El cierre, iniciado el 14 de febrero, generó afectaciones a cerca de 260 mil empleados federales, muchos de los cuales enfrentaron incertidumbre salarial y dificultades económicas. En ese contexto, la prolongación del conflicto evidenció la fragilidad de la gestión presupuestaria bajo la administración Trump, donde decisiones políticas derivaron en impactos directos sobre trabajadores esenciales y servicios estratégicos.
La crisis tuvo como detonante la política migratoria impulsada por el mandatario, particularmente tras operativos en Minneapolis que derivaron en muertes durante protestas. A partir de estos hechos, legisladores demócratas condicionaron el financiamiento del Servicio de Inmigración y Control de Aduanas (ICE) y la Patrulla Fronteriza a cambios en sus operaciones. La negativa de la administración a modificar su estrategia profundizó el bloqueo legislativo, priorizando una agenda de control migratorio por encima de la estabilidad institucional.
Para destrabar la situación, el Congreso aprobó un paquete bipartidista que financia la mayor parte del DHS, dejando el tema migratorio para una vía presupuestaria separada. Sin embargo, esta salida también refleja que la política migratoria de Trump continúa generando divisiones internas, incluso dentro del Partido Republicano, y mantiene abierto un conflicto que podría prolongarse en los próximos meses.
En paralelo, la Casa Blanca había recurrido a medidas temporales para sostener el pago de salarios mediante acciones ejecutivas, una práctica que fue criticada por diversos sectores. La dependencia de soluciones provisionales puso en evidencia la falta de acuerdos estructurales y el uso recurrente de herramientas extraordinarias para sostener funciones básicas del gobierno.

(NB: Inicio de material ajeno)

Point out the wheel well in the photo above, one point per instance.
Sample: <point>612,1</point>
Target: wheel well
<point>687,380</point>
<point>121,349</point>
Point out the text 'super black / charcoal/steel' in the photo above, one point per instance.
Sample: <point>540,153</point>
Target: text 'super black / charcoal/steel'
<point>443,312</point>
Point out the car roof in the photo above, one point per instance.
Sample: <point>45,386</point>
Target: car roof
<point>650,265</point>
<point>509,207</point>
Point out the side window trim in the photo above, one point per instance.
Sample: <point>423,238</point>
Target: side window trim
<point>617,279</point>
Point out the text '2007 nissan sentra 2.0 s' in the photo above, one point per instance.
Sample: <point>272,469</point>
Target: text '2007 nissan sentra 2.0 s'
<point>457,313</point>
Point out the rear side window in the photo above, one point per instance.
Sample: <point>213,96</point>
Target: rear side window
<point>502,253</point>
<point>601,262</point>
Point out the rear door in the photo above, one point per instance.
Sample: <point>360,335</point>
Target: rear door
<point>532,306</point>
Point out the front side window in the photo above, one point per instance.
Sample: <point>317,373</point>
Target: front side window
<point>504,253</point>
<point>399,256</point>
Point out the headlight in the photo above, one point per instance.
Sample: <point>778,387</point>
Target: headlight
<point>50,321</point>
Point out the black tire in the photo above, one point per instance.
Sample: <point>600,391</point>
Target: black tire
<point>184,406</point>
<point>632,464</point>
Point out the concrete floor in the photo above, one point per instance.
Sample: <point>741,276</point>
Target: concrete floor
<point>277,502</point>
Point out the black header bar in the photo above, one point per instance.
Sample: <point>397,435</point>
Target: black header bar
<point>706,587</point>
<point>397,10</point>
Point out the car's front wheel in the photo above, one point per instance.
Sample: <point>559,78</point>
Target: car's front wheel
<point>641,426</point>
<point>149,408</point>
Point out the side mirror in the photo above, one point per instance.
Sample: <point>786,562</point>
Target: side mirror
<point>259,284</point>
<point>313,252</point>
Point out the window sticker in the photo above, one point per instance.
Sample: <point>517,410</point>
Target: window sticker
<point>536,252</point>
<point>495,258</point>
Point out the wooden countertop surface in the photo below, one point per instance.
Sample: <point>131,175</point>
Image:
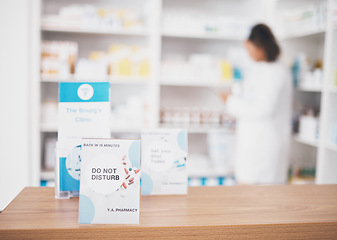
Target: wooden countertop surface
<point>239,212</point>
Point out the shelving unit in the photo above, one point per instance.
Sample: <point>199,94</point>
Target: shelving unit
<point>313,143</point>
<point>209,36</point>
<point>327,154</point>
<point>161,42</point>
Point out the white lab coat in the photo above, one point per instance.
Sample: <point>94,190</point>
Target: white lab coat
<point>263,112</point>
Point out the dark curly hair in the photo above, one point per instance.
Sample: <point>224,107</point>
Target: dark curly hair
<point>261,36</point>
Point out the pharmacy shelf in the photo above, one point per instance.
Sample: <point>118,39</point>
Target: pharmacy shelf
<point>310,142</point>
<point>47,127</point>
<point>333,89</point>
<point>142,32</point>
<point>310,88</point>
<point>47,175</point>
<point>195,84</point>
<point>209,36</point>
<point>200,166</point>
<point>331,146</point>
<point>311,33</point>
<point>52,128</point>
<point>113,80</point>
<point>200,129</point>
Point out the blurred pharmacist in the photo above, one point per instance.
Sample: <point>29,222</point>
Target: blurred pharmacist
<point>263,112</point>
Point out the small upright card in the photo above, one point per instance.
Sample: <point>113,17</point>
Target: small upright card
<point>84,112</point>
<point>110,187</point>
<point>164,154</point>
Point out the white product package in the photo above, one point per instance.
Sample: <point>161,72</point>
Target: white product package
<point>164,155</point>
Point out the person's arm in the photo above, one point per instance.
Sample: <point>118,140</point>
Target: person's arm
<point>262,102</point>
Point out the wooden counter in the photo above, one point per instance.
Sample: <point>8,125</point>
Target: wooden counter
<point>240,212</point>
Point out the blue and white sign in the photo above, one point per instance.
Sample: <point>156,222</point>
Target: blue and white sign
<point>84,111</point>
<point>110,181</point>
<point>164,155</point>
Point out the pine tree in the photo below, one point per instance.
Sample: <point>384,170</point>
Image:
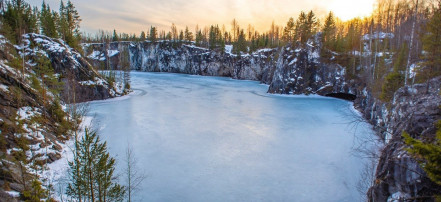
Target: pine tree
<point>19,18</point>
<point>69,24</point>
<point>427,153</point>
<point>153,34</point>
<point>432,45</point>
<point>142,36</point>
<point>288,32</point>
<point>92,171</point>
<point>188,35</point>
<point>47,21</point>
<point>240,45</point>
<point>181,36</point>
<point>329,32</point>
<point>115,36</point>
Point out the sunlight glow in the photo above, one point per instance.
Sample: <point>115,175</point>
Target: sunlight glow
<point>348,9</point>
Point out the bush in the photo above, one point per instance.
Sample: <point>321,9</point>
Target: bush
<point>392,83</point>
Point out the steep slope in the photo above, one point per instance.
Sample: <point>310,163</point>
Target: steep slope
<point>294,69</point>
<point>33,122</point>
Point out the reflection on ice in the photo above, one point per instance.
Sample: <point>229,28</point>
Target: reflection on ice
<point>218,139</point>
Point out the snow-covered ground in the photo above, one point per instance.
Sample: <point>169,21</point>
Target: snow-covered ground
<point>217,139</point>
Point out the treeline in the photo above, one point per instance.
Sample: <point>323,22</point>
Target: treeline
<point>18,17</point>
<point>398,44</point>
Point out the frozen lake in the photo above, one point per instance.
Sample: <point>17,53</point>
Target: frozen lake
<point>217,139</point>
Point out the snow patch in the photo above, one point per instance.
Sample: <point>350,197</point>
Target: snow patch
<point>4,88</point>
<point>228,49</point>
<point>378,35</point>
<point>14,194</point>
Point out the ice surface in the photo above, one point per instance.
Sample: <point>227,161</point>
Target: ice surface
<point>217,139</point>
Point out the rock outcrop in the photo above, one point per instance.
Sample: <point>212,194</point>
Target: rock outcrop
<point>294,69</point>
<point>33,124</point>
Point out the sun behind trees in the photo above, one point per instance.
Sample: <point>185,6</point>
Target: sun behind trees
<point>92,175</point>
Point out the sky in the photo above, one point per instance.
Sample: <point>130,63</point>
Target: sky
<point>134,16</point>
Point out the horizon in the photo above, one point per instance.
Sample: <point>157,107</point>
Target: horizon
<point>134,16</point>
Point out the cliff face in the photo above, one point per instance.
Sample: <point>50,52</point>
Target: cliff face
<point>294,70</point>
<point>414,109</point>
<point>33,124</point>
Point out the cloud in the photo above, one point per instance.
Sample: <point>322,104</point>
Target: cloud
<point>133,16</point>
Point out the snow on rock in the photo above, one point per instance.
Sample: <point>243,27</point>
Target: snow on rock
<point>14,194</point>
<point>378,35</point>
<point>4,88</point>
<point>97,55</point>
<point>27,112</point>
<point>229,49</point>
<point>398,196</point>
<point>112,53</point>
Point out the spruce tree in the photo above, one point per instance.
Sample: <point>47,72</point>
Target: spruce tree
<point>427,153</point>
<point>153,34</point>
<point>288,32</point>
<point>92,171</point>
<point>142,36</point>
<point>432,45</point>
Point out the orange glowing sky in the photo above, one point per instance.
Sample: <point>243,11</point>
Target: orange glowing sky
<point>133,16</point>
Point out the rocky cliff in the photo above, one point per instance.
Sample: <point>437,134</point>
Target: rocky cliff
<point>296,69</point>
<point>34,122</point>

De cara al futuro, legisladores republicanos avanzan en un plan para destinar hasta 70 mil millones de dólares adicionales a políticas migratorias mediante reconciliación presupuestaria. Este enfoque anticipa un nuevo episodio de confrontación política, en el que la estrategia migratoria de Trump seguirá siendo un punto de tensión por su impacto en derechos, recursos públicos y gobernabilidad.